Pulitzer-winning author Oscar Hijuelos died on Saturday in Manhattan at age 62. According to his wife, writer and editor Lori Marie Carlson, the Cuban-American writer collapsed on a tennis court and never regained consciousness.
Hijuelos won the Pulitzer Prize for fiction in 1990 for his book The Mambo Kings Play Songs of Love. He was the first Latino to be awarded what is perhaps the most distinguished prize in the literary world.
Hijuelos was born in New York City in 1951 to Cuban immigrant parents. He was said to have been more American-Cuban than Cuban-American. He often wrote about the immigrant experience.

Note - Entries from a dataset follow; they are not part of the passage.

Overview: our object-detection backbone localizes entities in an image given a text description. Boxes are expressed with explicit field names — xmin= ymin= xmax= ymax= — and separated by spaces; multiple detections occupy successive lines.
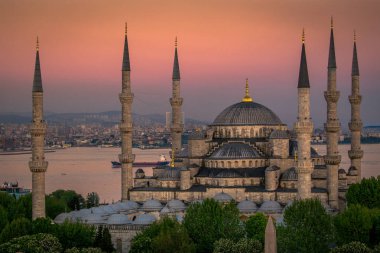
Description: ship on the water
xmin=111 ymin=154 xmax=169 ymax=168
xmin=0 ymin=182 xmax=31 ymax=199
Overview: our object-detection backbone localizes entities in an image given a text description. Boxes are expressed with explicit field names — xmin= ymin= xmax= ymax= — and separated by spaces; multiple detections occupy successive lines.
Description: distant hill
xmin=0 ymin=111 xmax=209 ymax=127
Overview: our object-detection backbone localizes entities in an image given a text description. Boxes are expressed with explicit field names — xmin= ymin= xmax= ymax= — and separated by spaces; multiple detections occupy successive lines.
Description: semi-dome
xmin=167 ymin=199 xmax=186 ymax=211
xmin=134 ymin=213 xmax=156 ymax=225
xmin=281 ymin=167 xmax=298 ymax=181
xmin=212 ymin=102 xmax=282 ymax=126
xmin=258 ymin=200 xmax=282 ymax=213
xmin=213 ymin=192 xmax=234 ymax=202
xmin=237 ymin=200 xmax=258 ymax=213
xmin=142 ymin=199 xmax=163 ymax=212
xmin=210 ymin=142 xmax=262 ymax=159
xmin=107 ymin=213 xmax=131 ymax=225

The Mambo Kings Play Songs of Love centers around two brothers – Cesar and Nestor Castillo – who immigrated to the US from Cuba in 1949. The two musicians settled in New York City, and through their story, Hijuelos offered readers a rich glimpse of Cuban-American life in the 1950s.
The novel was adapted to film in 1992 and to a musical stage play in 2005.

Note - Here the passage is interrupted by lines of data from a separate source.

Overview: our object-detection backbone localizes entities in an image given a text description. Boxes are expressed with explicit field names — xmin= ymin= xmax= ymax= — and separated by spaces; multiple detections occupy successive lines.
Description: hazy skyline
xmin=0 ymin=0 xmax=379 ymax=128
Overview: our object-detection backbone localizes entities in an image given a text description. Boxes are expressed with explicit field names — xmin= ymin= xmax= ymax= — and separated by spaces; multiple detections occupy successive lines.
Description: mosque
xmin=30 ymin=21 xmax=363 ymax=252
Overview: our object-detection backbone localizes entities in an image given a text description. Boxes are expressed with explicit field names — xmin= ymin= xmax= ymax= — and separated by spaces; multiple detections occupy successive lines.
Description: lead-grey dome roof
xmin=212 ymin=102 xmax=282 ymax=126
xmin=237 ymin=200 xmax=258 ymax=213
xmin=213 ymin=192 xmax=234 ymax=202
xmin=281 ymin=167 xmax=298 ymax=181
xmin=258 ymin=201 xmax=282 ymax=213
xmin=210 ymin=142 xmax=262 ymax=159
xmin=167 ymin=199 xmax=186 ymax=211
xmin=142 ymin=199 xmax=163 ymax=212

Hijuelos graduated from the City University of New York in 1975, and earned his M.A. in creative writing a year later. From 1977 to 1984, he worked in an advertising agency by day and wrote fiction by night.

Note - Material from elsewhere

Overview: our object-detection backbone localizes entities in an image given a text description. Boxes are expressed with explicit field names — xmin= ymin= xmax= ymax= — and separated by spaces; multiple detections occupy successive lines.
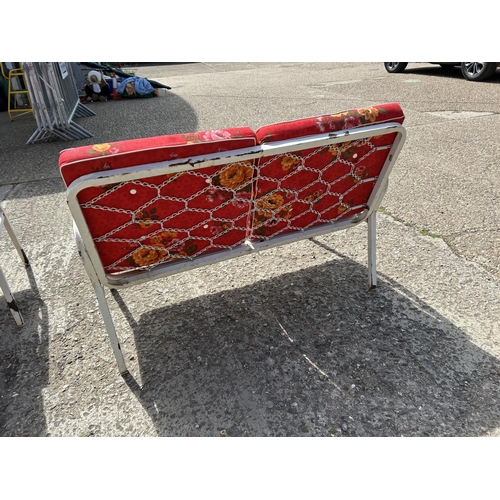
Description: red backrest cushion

His first novel, Our House in the Last World, was published in 1983, and told the story of a Cuban-American family living in New York’s Spanish Harlem in the 1940s.
In 1985, Hijuelos won a National Endowment for the Arts fellowship that allowed him to focus full time on researching the 1950s Cuban music that would feature so heavily in The Mambo Kings Play Songs of Love.
He went on to write several more novels and, in 1992, published his memoir: Thoughts Without Cigarettes.